In the third episode, we finally get to see Kaleido Stage without Layla. Sora is sure she doesn’t have the star power of Layla, so a new performer, the highly arrogant Leon Oswald, has been brought in. He’s the star of the French circus, and he feels that Sora’s irreverence is beneath him. He quits in the middle of their first performance together. Their philosophies are worlds apart. Sora believes that the performers exist to entertain the audience. He believes the audience only exists for the performer’s benefit. Forced to play both her role and his in the show, she wears herself out. Despite brilliant improvisation by her to carry off the illusion of playing two roles, the audience only wants to see either Leon or Layla, neither of which she is.
Suddenly, a young woman with long black hair jumps into the stage, boldly challenging Sora for the position of star of Kaleido Stage. She’s May Wong, the best of the new recruits to the circus, and she believes she is the real successor to Layla Hamilton, not Sora. Intrigued, Leon decides to stay after all, joining the two rivals on stage to thunderous applause.
The first season of Kaleido Star was a show I enjoyed immensely, so the wait for the second season has been excruciating. Now I see it’s been worth the wait, at least if the first episode of new material is anything to go by.

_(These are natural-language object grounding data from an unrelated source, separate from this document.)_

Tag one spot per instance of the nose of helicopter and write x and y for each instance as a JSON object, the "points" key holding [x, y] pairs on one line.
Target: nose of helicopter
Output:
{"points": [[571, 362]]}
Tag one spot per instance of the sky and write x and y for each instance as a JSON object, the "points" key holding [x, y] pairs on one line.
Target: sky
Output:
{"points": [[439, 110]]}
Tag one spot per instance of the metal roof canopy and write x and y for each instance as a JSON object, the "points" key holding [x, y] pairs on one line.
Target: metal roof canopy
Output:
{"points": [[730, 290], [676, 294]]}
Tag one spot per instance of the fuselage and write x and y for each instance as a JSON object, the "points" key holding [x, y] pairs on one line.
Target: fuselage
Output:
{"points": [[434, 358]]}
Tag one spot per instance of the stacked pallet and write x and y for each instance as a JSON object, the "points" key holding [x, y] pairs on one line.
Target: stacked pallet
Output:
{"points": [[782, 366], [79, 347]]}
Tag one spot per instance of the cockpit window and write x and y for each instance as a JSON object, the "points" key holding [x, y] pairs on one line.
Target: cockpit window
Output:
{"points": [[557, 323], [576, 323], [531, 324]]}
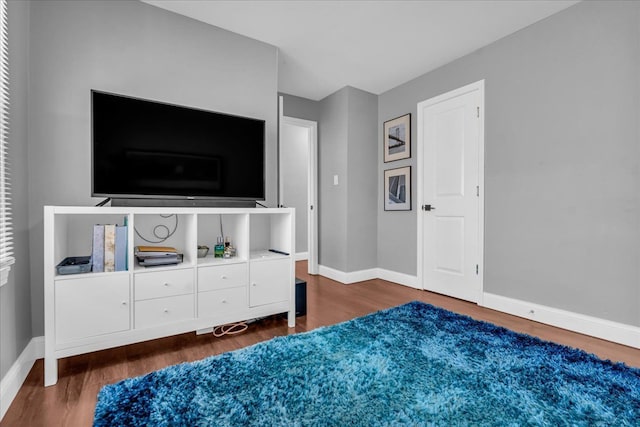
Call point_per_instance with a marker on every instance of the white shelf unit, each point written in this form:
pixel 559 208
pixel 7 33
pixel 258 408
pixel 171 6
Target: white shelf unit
pixel 94 311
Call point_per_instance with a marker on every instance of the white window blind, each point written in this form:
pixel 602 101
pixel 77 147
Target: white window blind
pixel 6 239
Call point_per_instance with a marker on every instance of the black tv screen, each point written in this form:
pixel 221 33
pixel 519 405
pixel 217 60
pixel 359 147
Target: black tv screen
pixel 148 149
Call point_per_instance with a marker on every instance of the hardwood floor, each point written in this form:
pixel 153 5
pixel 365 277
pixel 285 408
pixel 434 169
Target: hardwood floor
pixel 72 400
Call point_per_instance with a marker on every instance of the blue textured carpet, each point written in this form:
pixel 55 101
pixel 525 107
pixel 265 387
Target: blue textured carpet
pixel 410 365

English is the only audio track on this preview disc, which gave me the chance to see if the scripting issues that plagued the first season had been corrected. The Fool’s dialogue had been completely rewritten to remove all of his lasciviousness, as well as other, rather ham-fisted rewrites that removed things as innocuous as the girl’s adoration of Anna’s unintentional beauty. The changes were significant, and apparently made at the request of the Japanese licensor. It’s especially odd, since the changes were made only to the ADR script, and not the subtitles. It’s disappointing that ADV agreed to such wholesale changes, but fortunately, as the season progressed, the rewrites became less and less significant. If this disc is anything to go by, the script changes are now a thing of the past. The Fool is the horndog he was always meant to be, restoring a significant facet of the show’s humor for fans of English dubbing.
The two new characters are played by Mike MacRae (Leon) and Hilary Haag (May). Mike MacRae has made a name for himself playing amoral characters, both dramatic, such as Guaron in Full Metal Panic, and comedic, such as the President of Everything in The Super Milk-chan Show. Leon is another amoral character, and MacRae plays him with ferocious intensity. He uses a surprisingly convincing French accent that in no way gets in the way of his performance. Hilary Haag is an actress probably best known for her roles as Nene in Bubblegum Crisis Tokyo: 2040, Ryo in Princess Nine and Rosette in Chrono Crusade. This is a new character for her, very arrogant and proud, with a forceful, yet sexy personality. I think fans of hers will be very happy with what they hear.